LoRMA: a self correction program for long reads (PacBio, Nanopore)

1. Overview
2. Usage
3. Frequently Asked Questions (FAQ)
4. Bibliographic references and links
5. Acknowledgements and financial support

1 Overview

LoRMA is an error correction program for long reads, which are sequences obtained using the third generation of sequencing technologies (3GS), either with Oxford Nanopore technology or with Pacific Biosciences technology.

LoRMA is a so-called self-correction software, as opposed to e.g. LoRDEC that is a hybrid error correction tool. This means that LoRMA uses only long read sequencing data and thus does not require short read data.

LoRMA proceeds in two phases.

It iteratively performs local correction of the long reads using LoRDEC (with one special option). The number of LoRDEC iterations is set by the user.
It then corrects the long read using long-range sequence similarity, which it detects by clustering similar reads using a heuristic multiple alignment procedure.

In the first phase, LoRDEC is run with an increasing parameter \(k\), which defines the \(k\) -mers used in the de Bruijn graph. By default, one performs three runs of LoRDEC correction typically with the k-mer sizes 19, 40 and 61 for a yeast data set.
The more iterations, the better the correction, the longer the execution time.

In the second phase, LoRMA process each read in turn. It searches for other reads that share similar regions with the current read. These similar reads are termed friends. An option controls how many friends are sought. It computes a multiple alignment of this subset of reads and uses the consensus sequence to correct the current read.

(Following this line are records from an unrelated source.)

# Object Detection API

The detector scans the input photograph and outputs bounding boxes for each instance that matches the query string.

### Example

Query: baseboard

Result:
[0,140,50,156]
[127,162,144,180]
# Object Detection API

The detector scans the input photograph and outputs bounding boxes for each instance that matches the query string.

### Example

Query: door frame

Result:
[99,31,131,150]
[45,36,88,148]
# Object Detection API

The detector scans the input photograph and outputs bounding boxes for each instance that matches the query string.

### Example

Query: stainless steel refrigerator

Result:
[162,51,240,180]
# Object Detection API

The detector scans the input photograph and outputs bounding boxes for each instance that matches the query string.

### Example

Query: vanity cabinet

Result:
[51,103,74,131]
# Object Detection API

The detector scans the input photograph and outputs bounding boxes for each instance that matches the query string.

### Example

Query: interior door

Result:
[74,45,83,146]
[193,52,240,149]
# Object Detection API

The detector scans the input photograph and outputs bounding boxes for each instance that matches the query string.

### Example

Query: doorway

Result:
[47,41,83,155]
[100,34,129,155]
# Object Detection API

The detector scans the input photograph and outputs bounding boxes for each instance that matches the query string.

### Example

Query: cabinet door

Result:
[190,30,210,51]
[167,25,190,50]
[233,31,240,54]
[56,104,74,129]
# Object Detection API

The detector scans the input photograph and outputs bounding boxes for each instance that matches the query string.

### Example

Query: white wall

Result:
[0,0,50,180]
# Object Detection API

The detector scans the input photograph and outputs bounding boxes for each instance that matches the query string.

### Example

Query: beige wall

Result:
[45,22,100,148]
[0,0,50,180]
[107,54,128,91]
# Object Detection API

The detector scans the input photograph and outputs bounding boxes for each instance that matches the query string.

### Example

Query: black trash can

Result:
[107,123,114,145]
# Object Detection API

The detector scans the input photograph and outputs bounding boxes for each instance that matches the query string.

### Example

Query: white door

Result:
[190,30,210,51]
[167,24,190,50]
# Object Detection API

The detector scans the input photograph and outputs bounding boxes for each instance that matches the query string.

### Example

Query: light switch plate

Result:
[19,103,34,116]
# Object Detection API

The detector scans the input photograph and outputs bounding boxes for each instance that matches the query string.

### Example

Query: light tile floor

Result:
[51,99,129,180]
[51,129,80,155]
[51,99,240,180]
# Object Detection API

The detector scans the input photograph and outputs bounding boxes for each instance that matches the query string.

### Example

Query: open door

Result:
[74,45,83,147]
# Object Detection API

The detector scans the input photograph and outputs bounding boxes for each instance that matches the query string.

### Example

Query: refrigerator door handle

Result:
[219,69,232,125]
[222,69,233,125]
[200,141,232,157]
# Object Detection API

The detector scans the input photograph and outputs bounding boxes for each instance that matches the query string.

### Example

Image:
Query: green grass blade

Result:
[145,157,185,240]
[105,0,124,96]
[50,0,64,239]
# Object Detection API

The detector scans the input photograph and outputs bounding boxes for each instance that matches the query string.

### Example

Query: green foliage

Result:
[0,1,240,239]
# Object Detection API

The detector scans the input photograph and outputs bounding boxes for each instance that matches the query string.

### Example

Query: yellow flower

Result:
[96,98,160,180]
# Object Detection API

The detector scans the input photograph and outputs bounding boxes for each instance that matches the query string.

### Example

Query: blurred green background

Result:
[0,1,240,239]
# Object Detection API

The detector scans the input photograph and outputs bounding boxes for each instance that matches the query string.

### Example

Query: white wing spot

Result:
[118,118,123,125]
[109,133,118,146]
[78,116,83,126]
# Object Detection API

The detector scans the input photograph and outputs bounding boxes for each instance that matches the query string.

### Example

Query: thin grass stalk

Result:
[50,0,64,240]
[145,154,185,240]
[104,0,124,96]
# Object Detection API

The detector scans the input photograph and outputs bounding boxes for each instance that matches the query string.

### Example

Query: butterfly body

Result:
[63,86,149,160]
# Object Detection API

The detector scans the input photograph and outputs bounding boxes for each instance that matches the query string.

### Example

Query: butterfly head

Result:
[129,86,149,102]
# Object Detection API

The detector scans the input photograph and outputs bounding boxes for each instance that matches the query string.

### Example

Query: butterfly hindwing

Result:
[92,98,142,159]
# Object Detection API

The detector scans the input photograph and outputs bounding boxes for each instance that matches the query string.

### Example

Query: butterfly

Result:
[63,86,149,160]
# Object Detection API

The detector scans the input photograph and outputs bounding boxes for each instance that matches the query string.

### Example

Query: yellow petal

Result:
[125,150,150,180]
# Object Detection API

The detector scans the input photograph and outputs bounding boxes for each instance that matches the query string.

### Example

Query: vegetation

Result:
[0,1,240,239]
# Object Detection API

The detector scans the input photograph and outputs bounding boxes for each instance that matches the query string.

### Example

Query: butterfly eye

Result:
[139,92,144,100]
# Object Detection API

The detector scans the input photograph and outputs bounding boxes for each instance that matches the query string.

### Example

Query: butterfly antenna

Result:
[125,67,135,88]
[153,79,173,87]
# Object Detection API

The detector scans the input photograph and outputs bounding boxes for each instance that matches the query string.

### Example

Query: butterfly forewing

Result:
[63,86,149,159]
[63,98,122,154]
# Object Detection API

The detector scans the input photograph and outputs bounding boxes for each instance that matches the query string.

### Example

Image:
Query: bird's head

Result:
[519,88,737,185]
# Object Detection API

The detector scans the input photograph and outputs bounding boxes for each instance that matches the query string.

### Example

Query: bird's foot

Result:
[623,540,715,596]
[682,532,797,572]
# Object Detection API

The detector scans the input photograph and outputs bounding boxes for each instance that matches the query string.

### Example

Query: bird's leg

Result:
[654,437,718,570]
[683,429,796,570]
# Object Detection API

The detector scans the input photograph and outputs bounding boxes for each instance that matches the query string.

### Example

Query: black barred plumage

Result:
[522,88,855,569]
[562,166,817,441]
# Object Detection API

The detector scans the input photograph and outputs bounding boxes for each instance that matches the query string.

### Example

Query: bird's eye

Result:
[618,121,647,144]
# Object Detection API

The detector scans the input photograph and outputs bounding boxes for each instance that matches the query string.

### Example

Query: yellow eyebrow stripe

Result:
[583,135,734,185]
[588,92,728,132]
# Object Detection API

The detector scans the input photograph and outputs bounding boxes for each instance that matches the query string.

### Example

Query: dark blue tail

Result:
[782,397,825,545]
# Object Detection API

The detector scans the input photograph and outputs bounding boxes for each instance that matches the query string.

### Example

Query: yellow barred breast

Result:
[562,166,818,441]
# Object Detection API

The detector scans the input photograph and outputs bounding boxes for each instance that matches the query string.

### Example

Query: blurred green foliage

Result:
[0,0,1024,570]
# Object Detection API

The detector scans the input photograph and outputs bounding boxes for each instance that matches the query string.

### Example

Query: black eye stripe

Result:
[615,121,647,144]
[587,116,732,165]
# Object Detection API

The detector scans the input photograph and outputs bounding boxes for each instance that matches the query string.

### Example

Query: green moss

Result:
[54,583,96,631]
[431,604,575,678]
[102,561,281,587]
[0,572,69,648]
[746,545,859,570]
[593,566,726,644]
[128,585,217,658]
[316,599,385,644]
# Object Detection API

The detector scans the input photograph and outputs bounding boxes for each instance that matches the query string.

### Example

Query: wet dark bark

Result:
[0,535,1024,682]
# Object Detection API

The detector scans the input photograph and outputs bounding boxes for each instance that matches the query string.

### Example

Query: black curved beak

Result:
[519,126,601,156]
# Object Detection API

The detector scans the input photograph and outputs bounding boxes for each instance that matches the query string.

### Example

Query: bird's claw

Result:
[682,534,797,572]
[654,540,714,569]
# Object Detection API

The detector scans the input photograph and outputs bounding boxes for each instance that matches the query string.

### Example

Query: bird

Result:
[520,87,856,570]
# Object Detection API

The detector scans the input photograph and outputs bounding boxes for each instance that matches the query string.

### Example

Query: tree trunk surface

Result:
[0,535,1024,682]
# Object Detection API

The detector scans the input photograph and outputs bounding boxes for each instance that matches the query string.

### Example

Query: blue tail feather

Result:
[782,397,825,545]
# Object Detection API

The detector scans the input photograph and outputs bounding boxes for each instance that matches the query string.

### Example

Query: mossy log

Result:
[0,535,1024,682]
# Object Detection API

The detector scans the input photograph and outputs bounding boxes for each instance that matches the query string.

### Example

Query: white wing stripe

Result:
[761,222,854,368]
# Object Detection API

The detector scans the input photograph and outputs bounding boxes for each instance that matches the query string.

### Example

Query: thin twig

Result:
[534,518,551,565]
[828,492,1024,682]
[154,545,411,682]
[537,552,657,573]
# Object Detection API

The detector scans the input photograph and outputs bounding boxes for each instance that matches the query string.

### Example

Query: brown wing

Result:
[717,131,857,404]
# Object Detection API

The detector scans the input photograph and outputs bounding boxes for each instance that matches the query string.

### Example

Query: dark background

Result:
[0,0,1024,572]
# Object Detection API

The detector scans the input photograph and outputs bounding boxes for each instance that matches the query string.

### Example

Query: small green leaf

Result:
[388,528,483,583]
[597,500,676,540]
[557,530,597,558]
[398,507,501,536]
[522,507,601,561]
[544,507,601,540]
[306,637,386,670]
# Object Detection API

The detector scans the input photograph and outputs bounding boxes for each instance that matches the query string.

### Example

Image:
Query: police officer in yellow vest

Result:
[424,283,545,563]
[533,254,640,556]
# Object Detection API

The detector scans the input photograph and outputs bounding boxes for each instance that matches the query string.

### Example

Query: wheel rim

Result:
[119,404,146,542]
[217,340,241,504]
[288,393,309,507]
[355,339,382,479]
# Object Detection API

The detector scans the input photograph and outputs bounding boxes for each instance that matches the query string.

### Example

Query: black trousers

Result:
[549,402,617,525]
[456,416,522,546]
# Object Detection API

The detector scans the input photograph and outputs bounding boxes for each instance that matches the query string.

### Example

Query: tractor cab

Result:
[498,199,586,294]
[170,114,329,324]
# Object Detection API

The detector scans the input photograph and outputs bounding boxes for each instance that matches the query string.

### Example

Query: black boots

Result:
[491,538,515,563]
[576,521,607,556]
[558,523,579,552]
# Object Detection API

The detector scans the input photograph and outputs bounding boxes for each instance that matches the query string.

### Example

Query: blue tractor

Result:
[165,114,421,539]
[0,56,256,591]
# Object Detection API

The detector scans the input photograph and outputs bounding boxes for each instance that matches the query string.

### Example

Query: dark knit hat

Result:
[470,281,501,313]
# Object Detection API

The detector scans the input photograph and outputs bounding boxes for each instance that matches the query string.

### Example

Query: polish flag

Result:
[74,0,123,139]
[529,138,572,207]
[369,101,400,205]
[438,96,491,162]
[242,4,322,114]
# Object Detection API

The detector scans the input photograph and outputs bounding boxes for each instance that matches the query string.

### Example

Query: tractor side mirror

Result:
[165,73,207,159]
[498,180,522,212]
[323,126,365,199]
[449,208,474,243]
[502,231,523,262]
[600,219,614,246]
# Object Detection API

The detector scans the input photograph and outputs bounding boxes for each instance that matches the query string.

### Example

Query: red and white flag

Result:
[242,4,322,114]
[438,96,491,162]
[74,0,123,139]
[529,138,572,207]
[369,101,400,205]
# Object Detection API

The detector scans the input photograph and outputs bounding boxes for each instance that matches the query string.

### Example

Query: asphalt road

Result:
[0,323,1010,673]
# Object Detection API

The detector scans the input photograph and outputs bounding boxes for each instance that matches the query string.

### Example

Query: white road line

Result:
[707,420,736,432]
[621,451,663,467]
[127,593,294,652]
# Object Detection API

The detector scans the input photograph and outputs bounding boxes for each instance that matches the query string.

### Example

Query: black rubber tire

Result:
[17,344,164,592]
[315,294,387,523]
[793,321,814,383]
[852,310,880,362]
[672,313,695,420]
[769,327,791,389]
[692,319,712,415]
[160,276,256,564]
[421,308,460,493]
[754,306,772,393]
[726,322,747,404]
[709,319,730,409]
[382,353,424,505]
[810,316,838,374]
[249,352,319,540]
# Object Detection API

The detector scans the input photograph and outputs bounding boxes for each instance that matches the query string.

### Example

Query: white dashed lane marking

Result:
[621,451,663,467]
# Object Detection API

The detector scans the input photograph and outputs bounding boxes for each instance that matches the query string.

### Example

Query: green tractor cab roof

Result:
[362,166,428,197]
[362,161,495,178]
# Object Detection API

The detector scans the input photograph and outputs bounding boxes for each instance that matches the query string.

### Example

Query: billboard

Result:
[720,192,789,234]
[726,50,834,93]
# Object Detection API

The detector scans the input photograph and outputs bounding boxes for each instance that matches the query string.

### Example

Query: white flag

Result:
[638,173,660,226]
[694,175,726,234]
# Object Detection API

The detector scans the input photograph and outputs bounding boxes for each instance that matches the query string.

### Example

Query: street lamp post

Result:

Figure 1: LoRMA process overview. (top) conceptual process. (bottom) pipeline. It uses LoRDEC with a special parameter for self-correction. The entire pipeline can be executed with a single script lorma.sh.

On this site, we provide the program, easy installation procedures (as a linux package or as a conda package), as well as script for parallel execution on large computing servers.

Contact

For comments, support, feedback, requests, etc., please email lorma@lirmm.fr with your name, contact address.

If you wish to be informed about new releases: please send email to sympa@lirmm.fr with a single line:
SUB sub lorma-users your-email@address
remove signature

2 Usage

Calling the program for testing (without doing correction)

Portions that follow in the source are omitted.